A Kenyan evangelical pastor suspected of stealing children presented as "miracle babies", the result of his prayers, was acquitted on Monday by a Nairobi court due to insufficient evidence.
Gilbert Deya, a former stonemason who moved to London in the 1990s, was accused of stealing five children between 1999 and 2004.
But Gilbert Deya, 86, was acquitted by Robison Ondieki, a magistrate in a Nairobi court, who ruled that the prosecution had not produced sufficient evidence.
"The charges were fabricated and could not be brought before a court," the reverend's lawyer, John Swaka, told AFP, assuring the press that his client was "very happy".
Gilbert Deya, who owns several churches, including in London, Liverpool and Nottingham, was extradited from Britain to Kenya in 2017 after a legal battle lasting almost 10 years.
The reverend and his wife Mary claimed that infertile or menopausal women could become pregnant in four months, without having sexual relations, thanks to their prayers.

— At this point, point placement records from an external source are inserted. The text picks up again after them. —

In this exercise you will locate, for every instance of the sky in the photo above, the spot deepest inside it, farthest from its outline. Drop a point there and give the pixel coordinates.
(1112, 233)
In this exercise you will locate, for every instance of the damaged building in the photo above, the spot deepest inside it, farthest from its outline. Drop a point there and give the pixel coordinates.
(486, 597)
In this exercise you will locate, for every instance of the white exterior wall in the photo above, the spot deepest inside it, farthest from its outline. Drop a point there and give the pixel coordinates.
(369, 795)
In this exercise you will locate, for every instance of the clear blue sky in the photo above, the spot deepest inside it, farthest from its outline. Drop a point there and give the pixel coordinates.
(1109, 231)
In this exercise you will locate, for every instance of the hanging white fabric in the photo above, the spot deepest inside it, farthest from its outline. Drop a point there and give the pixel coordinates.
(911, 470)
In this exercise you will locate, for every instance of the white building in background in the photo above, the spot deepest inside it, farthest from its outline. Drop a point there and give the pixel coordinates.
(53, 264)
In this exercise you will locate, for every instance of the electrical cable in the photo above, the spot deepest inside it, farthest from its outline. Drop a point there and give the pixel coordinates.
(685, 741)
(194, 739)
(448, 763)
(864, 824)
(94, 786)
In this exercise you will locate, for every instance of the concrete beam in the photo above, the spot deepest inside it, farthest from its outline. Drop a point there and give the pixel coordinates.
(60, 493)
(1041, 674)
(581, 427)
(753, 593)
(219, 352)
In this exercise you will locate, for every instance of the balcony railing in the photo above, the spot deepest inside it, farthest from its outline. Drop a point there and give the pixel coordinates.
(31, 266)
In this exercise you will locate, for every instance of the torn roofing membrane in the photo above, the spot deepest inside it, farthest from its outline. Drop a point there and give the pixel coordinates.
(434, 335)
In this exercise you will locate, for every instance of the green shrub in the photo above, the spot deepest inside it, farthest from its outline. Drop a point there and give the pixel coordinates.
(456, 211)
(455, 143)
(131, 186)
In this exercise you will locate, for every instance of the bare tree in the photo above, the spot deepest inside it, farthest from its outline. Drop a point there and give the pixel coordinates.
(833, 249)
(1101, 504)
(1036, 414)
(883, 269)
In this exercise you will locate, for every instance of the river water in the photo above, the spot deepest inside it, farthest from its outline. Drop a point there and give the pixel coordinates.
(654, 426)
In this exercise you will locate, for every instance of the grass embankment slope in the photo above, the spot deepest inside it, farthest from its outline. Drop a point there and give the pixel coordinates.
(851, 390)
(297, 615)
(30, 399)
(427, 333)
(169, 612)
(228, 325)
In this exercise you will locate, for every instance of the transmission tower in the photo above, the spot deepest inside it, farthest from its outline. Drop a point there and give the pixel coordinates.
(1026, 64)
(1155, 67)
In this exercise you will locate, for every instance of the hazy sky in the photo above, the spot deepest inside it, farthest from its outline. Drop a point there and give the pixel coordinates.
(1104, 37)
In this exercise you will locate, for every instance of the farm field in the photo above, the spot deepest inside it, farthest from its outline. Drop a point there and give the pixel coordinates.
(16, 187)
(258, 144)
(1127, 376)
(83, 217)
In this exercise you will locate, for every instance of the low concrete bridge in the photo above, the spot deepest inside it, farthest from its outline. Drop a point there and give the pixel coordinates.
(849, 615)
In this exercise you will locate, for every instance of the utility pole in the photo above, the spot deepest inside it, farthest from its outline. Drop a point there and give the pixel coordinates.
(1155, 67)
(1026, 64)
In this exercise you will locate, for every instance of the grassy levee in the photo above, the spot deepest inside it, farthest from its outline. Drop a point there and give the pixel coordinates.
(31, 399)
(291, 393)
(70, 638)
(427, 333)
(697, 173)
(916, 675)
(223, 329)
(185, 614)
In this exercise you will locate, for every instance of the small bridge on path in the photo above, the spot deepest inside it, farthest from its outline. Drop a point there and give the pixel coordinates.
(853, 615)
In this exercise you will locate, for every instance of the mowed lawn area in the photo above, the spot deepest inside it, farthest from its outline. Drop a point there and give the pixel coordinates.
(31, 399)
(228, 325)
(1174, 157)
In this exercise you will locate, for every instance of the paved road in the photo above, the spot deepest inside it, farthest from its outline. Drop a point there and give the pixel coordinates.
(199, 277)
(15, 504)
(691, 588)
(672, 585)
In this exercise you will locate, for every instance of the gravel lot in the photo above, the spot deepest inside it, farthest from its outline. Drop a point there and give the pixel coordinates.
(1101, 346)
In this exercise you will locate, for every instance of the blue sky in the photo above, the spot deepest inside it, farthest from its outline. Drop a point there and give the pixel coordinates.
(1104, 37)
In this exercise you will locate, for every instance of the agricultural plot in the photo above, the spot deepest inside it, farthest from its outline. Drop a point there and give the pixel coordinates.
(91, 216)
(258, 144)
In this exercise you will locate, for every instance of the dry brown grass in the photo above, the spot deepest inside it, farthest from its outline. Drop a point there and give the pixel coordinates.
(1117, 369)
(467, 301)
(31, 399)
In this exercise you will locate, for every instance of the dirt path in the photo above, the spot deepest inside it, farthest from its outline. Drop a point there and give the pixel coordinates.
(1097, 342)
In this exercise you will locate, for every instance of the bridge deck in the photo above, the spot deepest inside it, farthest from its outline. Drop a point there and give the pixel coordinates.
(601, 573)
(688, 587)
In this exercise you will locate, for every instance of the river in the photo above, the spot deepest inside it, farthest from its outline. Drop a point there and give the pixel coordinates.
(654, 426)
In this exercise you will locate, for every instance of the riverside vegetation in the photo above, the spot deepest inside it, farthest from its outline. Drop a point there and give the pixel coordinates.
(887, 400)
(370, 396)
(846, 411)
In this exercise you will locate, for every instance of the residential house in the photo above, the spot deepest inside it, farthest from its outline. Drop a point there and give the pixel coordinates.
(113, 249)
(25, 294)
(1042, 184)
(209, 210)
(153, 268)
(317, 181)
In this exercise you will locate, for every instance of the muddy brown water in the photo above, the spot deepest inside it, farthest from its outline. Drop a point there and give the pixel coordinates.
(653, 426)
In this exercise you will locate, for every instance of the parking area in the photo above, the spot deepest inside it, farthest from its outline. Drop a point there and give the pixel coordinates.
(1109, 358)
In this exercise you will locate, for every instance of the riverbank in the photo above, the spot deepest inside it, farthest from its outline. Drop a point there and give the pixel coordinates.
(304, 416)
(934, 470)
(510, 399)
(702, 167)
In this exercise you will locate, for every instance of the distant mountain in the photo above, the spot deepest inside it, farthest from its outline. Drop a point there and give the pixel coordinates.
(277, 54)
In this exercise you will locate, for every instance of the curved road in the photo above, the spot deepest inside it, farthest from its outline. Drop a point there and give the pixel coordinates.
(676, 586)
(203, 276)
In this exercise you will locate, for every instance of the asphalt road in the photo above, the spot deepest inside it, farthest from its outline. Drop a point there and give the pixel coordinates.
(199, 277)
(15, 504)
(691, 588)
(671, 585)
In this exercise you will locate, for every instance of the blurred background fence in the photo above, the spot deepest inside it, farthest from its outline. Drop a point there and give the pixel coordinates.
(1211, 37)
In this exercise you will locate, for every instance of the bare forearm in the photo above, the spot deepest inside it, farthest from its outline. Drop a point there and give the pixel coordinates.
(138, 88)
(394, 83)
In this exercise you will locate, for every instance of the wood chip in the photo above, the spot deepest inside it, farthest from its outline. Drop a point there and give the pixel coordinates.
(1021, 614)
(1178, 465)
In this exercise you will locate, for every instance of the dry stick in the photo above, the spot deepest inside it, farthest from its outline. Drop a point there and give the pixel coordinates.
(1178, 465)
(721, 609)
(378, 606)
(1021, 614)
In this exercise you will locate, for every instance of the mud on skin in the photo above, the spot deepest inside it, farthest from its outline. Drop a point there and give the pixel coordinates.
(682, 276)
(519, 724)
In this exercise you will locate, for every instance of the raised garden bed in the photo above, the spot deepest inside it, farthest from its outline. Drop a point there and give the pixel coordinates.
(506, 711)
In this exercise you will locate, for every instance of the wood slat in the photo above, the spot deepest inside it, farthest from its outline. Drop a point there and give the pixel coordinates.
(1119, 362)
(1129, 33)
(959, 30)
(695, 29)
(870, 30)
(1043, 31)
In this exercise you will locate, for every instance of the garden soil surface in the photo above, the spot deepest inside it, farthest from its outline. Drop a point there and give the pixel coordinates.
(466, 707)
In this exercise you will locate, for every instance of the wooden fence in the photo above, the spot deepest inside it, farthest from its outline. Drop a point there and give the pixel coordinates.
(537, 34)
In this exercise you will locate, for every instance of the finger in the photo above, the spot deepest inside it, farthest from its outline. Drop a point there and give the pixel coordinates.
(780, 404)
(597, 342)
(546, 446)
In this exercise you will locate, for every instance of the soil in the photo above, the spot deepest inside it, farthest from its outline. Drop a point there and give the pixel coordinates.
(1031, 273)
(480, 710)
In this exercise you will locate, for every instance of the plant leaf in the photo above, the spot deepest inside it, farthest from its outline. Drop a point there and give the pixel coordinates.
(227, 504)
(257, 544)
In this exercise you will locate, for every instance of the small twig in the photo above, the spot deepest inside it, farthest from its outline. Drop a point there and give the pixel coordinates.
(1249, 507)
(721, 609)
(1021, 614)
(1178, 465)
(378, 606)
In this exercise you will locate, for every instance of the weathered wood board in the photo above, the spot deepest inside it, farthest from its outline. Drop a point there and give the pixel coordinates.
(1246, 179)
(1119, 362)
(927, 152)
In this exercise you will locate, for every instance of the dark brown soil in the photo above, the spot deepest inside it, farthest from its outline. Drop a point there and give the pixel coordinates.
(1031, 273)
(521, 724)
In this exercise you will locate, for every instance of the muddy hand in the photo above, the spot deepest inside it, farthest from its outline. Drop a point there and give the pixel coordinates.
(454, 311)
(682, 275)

According to the prosecution, the babies had in fact been stolen, most of them from the maternity ward of Pumwani Hospital in Nairobi, a poor suburb of the capital.
A predominantly Christian country in East Africa, Kenya is home to around "4,000 churches", according to official figures, including those run by self-proclaimed pastors with no theological training.
The discovery in April of the bodies of worshippers linked to a sect that practised starvation in order to "meet Jesus Christ" raised questions about the need for greater regulation of churches.
Nearly 400 bodies have so far been found in the Shakahola forest on the Kenyan coast. The sect's leader and self-proclaimed pastor Paul Nthenge Mackenzie, a 50-year-old former taxi driver, is facing terrorism charges.